You can modify the bootstrap as follows:

  • To wipe the test setup, use the delete_universe_replication command.
  • After running the bootstrap_cdc_producer command on the source universe, you can verify that it work as expected by running the list_cdc_streams command to view the associated entries: the bootstrap IDs generated by the bootstrap_cdc_producer command should match the stream_id values you see after executing the list_cdc_streams command.

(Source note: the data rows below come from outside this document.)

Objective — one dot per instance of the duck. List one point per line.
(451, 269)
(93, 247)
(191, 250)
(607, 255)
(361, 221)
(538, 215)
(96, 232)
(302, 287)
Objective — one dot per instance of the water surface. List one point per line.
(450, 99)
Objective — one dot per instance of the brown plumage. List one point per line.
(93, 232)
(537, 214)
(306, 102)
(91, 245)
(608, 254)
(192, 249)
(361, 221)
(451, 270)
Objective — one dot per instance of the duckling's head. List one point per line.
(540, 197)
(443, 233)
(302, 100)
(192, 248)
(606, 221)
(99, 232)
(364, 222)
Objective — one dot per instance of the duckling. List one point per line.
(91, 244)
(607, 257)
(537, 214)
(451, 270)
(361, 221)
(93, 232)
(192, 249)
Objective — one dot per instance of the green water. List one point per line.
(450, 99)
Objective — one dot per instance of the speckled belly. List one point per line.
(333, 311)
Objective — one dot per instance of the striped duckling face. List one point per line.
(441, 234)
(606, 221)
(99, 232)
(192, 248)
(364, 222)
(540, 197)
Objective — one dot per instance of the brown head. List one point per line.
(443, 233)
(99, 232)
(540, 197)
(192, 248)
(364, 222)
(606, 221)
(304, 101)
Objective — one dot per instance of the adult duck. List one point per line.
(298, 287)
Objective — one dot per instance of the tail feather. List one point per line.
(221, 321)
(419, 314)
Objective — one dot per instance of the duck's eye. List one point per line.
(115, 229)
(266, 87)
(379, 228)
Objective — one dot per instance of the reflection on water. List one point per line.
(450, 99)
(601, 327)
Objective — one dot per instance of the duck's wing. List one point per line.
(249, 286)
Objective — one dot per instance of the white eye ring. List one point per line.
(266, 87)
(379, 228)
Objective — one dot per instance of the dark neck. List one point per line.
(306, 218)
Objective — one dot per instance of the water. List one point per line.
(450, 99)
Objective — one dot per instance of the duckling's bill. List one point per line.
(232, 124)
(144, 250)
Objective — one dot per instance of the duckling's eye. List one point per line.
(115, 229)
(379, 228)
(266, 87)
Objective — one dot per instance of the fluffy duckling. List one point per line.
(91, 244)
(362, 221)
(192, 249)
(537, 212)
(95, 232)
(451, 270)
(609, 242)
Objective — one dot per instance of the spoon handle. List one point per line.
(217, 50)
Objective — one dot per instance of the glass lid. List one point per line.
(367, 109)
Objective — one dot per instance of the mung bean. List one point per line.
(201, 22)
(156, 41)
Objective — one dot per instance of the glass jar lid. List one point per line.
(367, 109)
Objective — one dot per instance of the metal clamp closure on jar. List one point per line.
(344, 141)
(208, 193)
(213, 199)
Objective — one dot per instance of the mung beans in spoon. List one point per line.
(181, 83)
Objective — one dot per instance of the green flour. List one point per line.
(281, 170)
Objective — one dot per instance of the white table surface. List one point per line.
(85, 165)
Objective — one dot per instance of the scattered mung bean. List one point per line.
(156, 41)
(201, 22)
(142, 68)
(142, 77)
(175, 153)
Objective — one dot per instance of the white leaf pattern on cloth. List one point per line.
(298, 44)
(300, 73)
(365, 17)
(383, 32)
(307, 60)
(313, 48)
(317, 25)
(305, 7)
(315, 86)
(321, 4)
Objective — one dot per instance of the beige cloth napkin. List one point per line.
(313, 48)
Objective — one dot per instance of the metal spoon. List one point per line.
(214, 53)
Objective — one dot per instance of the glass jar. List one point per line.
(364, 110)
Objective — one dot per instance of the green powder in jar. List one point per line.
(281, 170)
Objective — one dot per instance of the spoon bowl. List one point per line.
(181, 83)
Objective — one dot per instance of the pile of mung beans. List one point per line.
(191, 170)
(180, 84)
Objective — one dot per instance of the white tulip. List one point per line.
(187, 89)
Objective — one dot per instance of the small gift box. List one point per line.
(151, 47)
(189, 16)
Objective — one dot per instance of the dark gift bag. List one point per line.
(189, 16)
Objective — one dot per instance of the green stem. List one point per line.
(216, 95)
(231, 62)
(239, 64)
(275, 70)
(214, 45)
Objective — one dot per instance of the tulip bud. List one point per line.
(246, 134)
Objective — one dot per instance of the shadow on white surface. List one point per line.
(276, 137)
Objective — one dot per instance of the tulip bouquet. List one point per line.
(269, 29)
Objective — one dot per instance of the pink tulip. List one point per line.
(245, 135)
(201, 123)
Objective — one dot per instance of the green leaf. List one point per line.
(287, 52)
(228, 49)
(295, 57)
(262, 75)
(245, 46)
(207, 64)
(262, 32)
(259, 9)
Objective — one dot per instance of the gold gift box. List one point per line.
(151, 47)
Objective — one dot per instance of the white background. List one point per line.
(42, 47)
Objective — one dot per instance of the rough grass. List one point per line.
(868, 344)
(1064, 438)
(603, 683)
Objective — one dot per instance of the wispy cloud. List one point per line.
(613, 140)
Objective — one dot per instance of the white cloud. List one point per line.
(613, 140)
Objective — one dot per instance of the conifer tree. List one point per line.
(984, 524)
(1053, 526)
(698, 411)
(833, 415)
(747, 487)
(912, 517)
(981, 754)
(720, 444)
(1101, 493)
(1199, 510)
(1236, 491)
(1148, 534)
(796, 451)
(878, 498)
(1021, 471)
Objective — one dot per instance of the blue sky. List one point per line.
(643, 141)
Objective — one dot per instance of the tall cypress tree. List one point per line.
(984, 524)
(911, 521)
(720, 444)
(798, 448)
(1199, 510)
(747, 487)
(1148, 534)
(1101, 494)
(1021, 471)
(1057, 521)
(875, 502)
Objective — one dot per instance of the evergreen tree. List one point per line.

You can also perform the following modifications:

  • To add a table to the source and target universes, use the alter_universe_replication add_table command.
  • To remove an existing table from the source and target universes, use the alter_universe_replication remove_table command.
  • To change the master nodes on the source universe, execute the alter_universe_replication set_master_addresses command.
  • You can verify changes via the get_universe_config command.

Migrate schema

You can execute DDL operations after replication has been already configured for some tables.

Stop user writes

In certain cases, it is possible to temporarily stop incoming user writes. You would typically approach this as follows:

  • Stop any new incoming user writes.
  • Wait for all changes to get replicated to the target universe. This can be observed by replication lag dropping to 0.
  • Apply the DDL changes on both universes and alter replication for any newly-created tables. For example, after executing the CREATE TABLE or CREATE INDEX statements.
  • Resume user writes.

Use backup and restore

If you cannot stop incoming user traffic, then the safest approach would be to apply DDLs on the source universe combined with bootstrapping. Specifically, you would need to do the following:

  • Stop replication before making any DDL changes.
  • Apply all your DDL changes to the source universe.
  • Backup the source universe and all the relevant tables for which you intend to replicate changes. Follow instructions provided in Bootstrap a target universe.
  • Restore this backup on the target universe.
  • Set up replication again for all of the relevant tables. Ensure that you pass in all the bootstrap_id values.

Note that it is possible to add and remove columns of primitive data types without a bootstrap. The schema changes must match on both sides, including changes introduced by any faulty apply and revert operations. Since this process is error-prone, it is recommended to contact Yugabyte Support for assistance.